Only when they began to digg down to the bear, did it came out.
The polar bear took refuge in a cave, where it was killed by officials from the Svalbard governor's office. FOTO: Irene Sætermoen / Sysselmannen
"That sprinkled snow down on the bear, which was what it needed to get it out of the opening," Svarstad said. "It was stable and secure there, and allowed a targeted shot."
Officials decided it was in the bear's best interest to kill it, so it would not be tormented to death.
"But we have to think of our own safety as well," Svarstad said. "When a polar bear initially has made a decision it comes quickly and with lots of mass. We have to be cautious and take time to help."
After the polar bear was shot, Kari Kossila (at left), Joonas Hiltunen, Mikko Uimonen and Eero Oura took a picture showing they reached Spitsbergen's northernmost point. Several of them have been on long polar expeditions, including to the South Pole and Greenland. Their trip in Svalbard went from Rabotbreen to Verlegenhuken and back to Brucebyen where they were picked up. FOTO: Kari Kossila
Thin and ailing
The four-person Finnish ski expedition said they attempted to approach the polar bear and kill it – after wounding the animal with a shot as it attacked them – but stopped trying because they were afraid it would go into the sea.
"I don't have a comment about that," Svarstad said.
Generally speaking, he said, if someone wounds a bear, they should continue to shoot until they are confident the bear is dead.
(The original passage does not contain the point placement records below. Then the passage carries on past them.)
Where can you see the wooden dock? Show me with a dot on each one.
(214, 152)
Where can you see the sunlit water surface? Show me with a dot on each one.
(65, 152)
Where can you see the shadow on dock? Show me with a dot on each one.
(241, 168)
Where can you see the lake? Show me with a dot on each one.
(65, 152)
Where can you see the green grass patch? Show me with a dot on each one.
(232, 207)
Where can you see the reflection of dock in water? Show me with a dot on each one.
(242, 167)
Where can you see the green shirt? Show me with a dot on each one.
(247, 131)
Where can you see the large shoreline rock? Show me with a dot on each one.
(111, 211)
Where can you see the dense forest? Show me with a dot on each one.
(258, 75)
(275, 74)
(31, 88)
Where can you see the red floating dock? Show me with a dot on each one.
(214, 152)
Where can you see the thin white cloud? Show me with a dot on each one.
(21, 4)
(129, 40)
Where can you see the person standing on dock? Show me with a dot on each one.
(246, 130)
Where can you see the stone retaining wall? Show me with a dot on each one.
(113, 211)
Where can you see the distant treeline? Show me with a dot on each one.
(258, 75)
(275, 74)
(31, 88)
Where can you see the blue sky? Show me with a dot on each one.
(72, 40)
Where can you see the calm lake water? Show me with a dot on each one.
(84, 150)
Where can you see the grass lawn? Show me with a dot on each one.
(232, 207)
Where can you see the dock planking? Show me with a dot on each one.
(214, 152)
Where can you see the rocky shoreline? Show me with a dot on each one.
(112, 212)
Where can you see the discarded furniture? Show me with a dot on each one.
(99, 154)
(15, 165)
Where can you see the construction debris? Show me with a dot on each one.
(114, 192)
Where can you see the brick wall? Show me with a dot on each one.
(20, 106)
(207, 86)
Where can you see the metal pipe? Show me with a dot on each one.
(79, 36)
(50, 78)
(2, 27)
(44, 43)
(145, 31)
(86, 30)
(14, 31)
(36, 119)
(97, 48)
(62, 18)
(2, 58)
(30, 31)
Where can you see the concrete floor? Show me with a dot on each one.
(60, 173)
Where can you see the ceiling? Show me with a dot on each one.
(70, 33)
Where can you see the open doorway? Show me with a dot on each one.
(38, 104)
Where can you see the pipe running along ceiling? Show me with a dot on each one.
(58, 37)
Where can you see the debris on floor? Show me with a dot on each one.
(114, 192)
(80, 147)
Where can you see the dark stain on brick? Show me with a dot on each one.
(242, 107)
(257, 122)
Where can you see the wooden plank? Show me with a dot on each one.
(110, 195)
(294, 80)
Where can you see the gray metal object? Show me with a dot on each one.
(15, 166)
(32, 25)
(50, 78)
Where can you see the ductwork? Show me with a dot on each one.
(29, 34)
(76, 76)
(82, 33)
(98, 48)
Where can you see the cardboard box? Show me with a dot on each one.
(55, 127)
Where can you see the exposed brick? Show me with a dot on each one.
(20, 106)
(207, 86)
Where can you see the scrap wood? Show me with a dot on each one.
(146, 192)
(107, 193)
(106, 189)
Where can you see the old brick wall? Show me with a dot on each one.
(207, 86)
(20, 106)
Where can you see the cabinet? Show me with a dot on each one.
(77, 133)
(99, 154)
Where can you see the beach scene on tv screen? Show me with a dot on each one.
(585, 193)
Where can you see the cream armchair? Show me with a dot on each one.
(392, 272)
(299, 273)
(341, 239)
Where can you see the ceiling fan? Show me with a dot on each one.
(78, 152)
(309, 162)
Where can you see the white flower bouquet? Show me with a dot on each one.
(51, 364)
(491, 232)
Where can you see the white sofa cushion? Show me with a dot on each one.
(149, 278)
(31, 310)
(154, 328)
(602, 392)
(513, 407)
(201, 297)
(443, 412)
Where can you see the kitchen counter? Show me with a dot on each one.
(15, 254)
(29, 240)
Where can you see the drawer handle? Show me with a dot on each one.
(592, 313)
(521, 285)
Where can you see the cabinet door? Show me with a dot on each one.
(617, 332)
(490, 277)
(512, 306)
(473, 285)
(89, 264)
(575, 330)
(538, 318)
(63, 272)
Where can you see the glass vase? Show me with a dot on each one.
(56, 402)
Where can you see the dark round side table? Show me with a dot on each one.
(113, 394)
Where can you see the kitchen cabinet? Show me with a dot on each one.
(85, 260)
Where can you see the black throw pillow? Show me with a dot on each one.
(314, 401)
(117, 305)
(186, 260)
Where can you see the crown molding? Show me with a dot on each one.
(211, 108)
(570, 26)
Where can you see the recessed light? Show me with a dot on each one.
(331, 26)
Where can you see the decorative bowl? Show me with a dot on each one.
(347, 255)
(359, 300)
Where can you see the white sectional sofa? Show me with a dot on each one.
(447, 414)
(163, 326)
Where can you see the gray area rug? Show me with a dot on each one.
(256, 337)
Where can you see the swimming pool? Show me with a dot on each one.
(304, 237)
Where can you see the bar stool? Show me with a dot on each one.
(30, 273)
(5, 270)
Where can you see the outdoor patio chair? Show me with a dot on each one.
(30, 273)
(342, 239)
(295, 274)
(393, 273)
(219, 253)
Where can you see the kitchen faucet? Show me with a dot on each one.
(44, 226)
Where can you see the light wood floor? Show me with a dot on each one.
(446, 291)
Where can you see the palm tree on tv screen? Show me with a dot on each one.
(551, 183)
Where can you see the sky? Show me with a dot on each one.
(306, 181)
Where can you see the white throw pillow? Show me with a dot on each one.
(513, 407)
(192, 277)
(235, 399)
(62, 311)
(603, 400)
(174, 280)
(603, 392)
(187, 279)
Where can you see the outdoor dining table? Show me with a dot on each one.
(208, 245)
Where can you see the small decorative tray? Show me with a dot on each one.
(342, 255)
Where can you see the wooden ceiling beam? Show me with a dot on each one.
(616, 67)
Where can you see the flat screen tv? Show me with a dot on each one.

"Both to stop the bear's suffering and because of safety," Svarstad said. "A wounded bear is much more dangerous than a healthy bear."
The incident at Verlegenhuken is still under investigation and a report following the autopsy is not yet clear. Svarstad said he cannot say how many shots hit the bear or where it was shot. He estimated it is between two and four years old, and it was not in good health.
The finnish skiers are questioned by police officers Irene Sætermoen and Christian Svarstad (both on the left), who travelled to the scene in a helicopter. FOTO: Kari Kossila
"There is no doubt that it was thin," Svarstad said.
The bear was a 116-kilogram male.
It's not often bears are shot in self-defense by people who are out on tour.
"Mostly the problem has been linked to the cabins and tents," Svarstad said. "But it is clear that there are some polar bears in the north and northwest, so the possibility of encountering bears is present. Come upon a bear that does not have good access to its food source and the chances are greater that it will end fatally."